My final interview of the day was with Wolfgang Petersen. The German director had been nominated for two Oscars for the gripping submarine drama, “Das Boot.” He would go on to helm the remake of the “Poseidon Adventure.” The sea was in his filmmaking blood, it would seem. We were sitting face-to-face in director’s chairs (appropriately) on the deck of one of the boats, when I noticed Petersen’s eyes suddenly focusing on something over my shoulder. I heard footsteps behind me as someone hopped onto the afterdeck. Turning, I saw it was Clooney, who has a reputation as a practical joker. He was positioning himself within the range of the camera that was on me, leaning over the boat’s gunwale.

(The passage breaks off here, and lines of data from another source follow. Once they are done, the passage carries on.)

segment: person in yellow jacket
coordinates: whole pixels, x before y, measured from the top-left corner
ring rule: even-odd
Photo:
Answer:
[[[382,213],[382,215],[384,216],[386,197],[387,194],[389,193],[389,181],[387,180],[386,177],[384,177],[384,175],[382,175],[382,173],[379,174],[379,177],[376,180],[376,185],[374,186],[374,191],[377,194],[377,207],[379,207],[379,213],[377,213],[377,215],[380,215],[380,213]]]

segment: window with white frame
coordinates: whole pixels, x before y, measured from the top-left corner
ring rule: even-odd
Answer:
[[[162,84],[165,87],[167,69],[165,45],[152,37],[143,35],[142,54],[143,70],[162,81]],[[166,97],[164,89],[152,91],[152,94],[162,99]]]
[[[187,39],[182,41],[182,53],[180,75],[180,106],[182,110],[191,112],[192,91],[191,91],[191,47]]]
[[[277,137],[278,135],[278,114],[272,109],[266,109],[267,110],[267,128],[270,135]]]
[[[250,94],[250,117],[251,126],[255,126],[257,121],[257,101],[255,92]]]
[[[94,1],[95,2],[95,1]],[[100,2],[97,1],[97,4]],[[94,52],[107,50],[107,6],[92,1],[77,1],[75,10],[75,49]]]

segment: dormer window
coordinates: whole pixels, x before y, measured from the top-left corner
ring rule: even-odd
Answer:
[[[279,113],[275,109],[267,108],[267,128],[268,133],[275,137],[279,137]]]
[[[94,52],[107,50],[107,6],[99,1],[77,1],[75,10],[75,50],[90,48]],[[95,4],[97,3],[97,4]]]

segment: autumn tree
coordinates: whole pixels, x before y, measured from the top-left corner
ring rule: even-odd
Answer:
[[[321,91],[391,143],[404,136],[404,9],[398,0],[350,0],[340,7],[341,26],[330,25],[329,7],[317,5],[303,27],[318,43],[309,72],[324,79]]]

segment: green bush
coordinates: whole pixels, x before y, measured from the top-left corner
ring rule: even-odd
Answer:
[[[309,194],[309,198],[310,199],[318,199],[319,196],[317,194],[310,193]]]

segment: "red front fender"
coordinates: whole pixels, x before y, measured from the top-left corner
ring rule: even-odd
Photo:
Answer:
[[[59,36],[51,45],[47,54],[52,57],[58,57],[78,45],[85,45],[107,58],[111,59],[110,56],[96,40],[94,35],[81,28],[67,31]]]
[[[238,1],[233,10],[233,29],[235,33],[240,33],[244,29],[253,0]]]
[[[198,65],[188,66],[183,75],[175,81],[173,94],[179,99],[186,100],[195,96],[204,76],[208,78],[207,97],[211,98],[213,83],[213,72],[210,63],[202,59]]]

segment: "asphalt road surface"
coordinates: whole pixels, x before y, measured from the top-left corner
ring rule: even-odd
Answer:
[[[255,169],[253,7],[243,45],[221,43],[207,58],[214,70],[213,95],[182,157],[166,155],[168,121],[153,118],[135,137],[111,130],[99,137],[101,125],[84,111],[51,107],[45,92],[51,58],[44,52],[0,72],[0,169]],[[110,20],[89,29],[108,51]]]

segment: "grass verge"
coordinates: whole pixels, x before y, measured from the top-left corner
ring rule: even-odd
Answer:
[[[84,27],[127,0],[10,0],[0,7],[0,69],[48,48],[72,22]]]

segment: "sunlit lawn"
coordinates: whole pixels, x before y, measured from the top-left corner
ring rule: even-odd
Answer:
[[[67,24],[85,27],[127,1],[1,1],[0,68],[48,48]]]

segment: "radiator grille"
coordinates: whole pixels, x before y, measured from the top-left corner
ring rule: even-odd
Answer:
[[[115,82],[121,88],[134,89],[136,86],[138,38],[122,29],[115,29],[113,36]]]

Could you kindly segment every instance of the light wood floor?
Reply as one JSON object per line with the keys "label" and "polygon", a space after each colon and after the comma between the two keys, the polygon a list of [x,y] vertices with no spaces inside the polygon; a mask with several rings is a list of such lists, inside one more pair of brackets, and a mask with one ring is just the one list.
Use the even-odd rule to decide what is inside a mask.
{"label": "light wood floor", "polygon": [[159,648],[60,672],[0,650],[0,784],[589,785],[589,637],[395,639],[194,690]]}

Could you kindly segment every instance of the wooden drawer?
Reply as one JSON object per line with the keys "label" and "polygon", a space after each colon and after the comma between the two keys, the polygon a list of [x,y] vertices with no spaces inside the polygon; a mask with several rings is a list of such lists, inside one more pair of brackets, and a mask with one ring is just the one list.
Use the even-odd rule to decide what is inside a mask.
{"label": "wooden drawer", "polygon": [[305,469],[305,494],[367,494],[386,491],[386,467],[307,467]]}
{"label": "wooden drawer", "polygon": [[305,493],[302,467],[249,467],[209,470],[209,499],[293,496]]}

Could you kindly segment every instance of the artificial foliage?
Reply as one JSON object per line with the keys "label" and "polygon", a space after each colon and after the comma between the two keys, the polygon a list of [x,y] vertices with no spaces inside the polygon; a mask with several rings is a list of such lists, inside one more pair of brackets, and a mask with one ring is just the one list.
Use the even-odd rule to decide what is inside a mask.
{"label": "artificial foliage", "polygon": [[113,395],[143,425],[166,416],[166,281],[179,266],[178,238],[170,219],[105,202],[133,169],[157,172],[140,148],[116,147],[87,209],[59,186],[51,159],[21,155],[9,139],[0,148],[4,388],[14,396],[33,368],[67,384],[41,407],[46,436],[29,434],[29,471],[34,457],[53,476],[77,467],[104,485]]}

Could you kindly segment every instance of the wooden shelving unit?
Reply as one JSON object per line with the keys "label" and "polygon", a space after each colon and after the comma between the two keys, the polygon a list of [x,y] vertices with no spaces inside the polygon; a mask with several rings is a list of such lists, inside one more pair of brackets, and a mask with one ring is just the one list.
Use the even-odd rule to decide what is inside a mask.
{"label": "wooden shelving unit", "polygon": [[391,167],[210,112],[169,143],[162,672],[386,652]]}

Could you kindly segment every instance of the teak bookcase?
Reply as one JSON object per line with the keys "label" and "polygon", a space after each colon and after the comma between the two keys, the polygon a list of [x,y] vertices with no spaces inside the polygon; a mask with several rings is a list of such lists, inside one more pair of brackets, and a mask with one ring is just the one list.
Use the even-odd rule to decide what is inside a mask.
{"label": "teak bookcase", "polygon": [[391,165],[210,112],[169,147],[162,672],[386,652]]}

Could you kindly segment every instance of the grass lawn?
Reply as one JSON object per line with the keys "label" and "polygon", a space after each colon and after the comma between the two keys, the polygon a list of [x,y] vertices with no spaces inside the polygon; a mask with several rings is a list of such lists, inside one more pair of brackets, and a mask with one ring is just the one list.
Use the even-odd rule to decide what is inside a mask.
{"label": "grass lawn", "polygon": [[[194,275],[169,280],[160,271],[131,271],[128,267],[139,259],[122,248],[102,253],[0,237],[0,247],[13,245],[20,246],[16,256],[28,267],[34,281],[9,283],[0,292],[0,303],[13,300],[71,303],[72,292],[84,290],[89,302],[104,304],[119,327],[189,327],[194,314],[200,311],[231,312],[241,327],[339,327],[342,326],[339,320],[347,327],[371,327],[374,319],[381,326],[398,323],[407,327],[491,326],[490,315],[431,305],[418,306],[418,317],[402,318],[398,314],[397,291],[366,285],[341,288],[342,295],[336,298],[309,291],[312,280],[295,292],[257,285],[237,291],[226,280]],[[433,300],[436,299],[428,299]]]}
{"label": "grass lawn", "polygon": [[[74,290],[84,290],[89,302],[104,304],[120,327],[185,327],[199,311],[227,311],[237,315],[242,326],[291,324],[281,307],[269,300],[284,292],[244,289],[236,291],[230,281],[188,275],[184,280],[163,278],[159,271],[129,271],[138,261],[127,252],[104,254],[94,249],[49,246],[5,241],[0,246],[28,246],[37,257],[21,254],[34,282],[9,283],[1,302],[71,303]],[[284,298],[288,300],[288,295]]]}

He held a small plastic water bottle against the far side of his face, leaned out over the harbor – and with the hidden bottle aligned in profile with his mouth – let the water fly as if he was tossing up lunch.

This goofy seasickness pantomime gave me the perfect, humorous shot to end the taped piece I would make about the movie. I’m not a hundred percent certain he didn’t do that for other reporters that day, but I like to think that it was a little gift to the guy from the Cincinnati days. Because that’s the kind of nice guy he is.